I feel her presence before she holds my arm in a painful grip and yanks me away to a quiet corner.

"What did I tell you about the food here, Aurora?"
the calm rage in her voice makes my heart thunder.

"Mama, it was just one-" ,
I feel the searing sting of her palm on my cheek and I know my eyes are already brimming with tears I can't stop.

"Mama I was hungry- " slap.

"Mama please..." slap.

"Don't you dare cry. Don't you dare make a damn noise.
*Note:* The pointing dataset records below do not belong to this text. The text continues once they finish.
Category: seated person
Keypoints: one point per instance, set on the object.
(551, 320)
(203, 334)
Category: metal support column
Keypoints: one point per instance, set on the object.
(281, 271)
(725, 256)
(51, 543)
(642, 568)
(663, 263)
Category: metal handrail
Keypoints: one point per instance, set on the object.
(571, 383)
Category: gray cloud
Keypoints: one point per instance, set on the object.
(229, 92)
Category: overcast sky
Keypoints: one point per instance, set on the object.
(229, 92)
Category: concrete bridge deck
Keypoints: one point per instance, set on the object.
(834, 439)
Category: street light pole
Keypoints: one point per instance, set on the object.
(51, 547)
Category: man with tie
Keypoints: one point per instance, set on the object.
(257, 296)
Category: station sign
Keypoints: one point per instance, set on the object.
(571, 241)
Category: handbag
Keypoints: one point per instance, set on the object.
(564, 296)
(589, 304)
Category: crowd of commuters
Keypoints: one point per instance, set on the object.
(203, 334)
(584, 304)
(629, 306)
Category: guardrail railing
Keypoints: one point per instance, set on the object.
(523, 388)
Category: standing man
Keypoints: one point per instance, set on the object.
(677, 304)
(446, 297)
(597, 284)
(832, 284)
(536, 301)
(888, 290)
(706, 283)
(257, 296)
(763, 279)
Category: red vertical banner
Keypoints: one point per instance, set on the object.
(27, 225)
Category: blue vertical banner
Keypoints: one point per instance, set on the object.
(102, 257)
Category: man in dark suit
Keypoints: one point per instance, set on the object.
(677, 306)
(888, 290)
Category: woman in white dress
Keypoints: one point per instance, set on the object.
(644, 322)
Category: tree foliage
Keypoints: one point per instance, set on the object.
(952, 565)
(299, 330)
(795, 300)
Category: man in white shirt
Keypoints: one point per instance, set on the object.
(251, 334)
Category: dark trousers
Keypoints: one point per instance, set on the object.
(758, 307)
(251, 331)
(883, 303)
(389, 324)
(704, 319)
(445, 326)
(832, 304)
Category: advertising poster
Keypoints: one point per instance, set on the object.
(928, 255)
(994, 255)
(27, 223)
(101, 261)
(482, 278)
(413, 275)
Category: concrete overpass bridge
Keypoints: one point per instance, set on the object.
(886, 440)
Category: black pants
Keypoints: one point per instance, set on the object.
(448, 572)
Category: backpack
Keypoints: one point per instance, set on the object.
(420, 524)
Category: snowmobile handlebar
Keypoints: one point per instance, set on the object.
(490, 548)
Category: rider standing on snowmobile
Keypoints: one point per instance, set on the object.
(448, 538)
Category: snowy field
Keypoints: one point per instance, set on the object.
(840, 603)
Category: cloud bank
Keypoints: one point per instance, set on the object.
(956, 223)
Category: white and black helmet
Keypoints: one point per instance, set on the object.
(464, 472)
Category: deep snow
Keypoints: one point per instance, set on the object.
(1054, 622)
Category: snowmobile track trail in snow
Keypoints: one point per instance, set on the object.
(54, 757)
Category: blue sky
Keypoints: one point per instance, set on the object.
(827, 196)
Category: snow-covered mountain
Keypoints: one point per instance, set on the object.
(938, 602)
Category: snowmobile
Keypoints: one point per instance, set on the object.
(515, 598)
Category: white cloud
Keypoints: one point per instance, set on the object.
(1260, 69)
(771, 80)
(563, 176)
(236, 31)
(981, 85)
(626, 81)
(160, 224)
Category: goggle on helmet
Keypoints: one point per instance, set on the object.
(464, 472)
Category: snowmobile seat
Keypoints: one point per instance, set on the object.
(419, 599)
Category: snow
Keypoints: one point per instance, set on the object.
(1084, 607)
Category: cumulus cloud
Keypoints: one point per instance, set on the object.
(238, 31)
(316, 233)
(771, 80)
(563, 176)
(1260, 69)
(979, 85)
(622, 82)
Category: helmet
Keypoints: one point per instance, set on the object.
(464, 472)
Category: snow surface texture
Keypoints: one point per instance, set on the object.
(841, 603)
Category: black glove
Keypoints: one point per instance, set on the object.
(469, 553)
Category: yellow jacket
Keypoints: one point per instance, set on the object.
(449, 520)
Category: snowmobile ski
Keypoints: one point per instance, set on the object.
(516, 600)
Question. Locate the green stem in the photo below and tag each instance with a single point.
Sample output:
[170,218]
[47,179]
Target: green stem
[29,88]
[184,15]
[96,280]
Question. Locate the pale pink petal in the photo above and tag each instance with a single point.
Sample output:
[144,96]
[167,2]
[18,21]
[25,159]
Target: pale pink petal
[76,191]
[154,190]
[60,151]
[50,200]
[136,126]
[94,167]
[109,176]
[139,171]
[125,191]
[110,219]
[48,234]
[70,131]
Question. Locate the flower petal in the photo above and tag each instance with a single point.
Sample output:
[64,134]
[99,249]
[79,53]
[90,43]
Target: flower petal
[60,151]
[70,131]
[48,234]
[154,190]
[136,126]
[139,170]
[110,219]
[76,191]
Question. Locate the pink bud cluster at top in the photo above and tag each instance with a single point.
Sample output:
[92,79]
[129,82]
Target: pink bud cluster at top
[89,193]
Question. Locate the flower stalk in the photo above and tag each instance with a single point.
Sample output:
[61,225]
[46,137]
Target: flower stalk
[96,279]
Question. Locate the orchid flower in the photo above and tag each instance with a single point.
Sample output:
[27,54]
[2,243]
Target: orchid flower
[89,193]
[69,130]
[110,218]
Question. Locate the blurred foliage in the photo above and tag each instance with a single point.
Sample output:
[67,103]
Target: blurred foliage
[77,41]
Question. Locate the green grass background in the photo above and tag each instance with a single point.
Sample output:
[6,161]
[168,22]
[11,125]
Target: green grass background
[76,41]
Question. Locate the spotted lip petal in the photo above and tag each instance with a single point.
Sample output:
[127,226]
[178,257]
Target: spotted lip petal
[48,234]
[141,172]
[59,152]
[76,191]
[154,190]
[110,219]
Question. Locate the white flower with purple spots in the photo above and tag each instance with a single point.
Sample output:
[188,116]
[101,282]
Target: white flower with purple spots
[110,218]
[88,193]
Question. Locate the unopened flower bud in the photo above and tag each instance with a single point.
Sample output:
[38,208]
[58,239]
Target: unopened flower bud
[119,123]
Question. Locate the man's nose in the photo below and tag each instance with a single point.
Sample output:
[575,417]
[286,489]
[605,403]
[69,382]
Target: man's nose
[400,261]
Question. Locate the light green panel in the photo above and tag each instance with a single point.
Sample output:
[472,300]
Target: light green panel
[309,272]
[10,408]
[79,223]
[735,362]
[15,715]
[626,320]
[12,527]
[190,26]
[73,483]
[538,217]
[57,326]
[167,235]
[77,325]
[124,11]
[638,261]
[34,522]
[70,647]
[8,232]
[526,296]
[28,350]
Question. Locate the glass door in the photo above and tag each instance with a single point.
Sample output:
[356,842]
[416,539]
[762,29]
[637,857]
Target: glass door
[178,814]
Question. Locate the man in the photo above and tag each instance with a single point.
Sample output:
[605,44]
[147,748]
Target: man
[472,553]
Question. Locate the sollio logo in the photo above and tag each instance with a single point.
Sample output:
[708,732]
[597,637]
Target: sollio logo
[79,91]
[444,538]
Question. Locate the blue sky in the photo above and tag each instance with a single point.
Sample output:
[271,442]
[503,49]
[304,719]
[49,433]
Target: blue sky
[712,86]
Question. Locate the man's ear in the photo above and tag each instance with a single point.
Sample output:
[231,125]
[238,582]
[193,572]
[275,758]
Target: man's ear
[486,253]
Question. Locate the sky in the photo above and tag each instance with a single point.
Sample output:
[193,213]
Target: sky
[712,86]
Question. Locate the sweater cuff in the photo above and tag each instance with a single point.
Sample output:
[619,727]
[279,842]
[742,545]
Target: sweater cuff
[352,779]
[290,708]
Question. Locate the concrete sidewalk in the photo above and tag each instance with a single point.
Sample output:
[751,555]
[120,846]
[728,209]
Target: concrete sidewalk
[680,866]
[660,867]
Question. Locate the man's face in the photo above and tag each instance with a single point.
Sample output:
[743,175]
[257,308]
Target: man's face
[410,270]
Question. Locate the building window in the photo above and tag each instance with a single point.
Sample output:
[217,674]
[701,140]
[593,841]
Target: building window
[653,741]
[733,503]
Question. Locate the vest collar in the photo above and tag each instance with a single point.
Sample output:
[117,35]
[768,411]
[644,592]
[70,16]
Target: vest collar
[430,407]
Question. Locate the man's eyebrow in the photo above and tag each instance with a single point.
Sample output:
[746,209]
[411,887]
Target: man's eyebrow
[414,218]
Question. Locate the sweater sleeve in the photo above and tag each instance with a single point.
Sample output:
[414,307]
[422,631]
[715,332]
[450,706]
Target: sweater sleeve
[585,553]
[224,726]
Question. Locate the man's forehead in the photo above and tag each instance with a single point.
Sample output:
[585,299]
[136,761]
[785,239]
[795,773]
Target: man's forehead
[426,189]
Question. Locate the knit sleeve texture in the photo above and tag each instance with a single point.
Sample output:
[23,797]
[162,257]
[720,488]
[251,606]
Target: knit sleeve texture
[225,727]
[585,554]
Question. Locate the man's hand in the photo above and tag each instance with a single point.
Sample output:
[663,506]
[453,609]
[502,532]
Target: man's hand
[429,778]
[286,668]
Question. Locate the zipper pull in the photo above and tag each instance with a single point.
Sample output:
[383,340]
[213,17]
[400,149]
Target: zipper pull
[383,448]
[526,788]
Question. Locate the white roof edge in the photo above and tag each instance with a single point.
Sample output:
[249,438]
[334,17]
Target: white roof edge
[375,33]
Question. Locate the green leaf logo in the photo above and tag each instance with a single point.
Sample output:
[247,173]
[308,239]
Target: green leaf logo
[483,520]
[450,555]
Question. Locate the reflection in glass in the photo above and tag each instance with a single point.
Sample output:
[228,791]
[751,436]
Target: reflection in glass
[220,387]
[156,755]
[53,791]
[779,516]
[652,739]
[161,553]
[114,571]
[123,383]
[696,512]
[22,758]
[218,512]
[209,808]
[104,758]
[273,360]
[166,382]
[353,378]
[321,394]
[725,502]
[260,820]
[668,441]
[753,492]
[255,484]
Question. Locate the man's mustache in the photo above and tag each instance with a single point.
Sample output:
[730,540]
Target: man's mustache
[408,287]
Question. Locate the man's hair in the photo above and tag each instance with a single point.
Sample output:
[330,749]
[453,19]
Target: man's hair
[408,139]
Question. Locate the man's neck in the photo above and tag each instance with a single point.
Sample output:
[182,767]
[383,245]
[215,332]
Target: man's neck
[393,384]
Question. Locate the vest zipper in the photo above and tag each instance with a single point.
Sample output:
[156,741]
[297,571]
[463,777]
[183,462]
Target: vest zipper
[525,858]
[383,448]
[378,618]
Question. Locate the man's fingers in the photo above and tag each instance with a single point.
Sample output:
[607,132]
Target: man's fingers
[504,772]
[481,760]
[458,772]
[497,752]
And if you feel like eating that junk again, remember the consequences."

I watch her walk away as the tears blur my vision, my lips quivering but not even making a hint of sound. I watch as she holds a baby who I think is probably no more than three years old and press a kiss to its little hand and I wonder what I did to not deserve that.

I jolt awake and check the time.
01:44 AM.

I did not expect my brain to unlock that one memory I try so hard to bury since I was 10. Breathing hard, I stare at the ceiling, furious at my subconscious for being so cruel.

The usual gentle glow of moonlight does absolutely nothing to calm my racing heart. And so I burst into tears, again. I weep and weep into my pillow, when all I want is to scream. At my brain for not letting me sleep, for not letting me have this one chance of escaping everything, at my mother, at myself, at this curse of a life.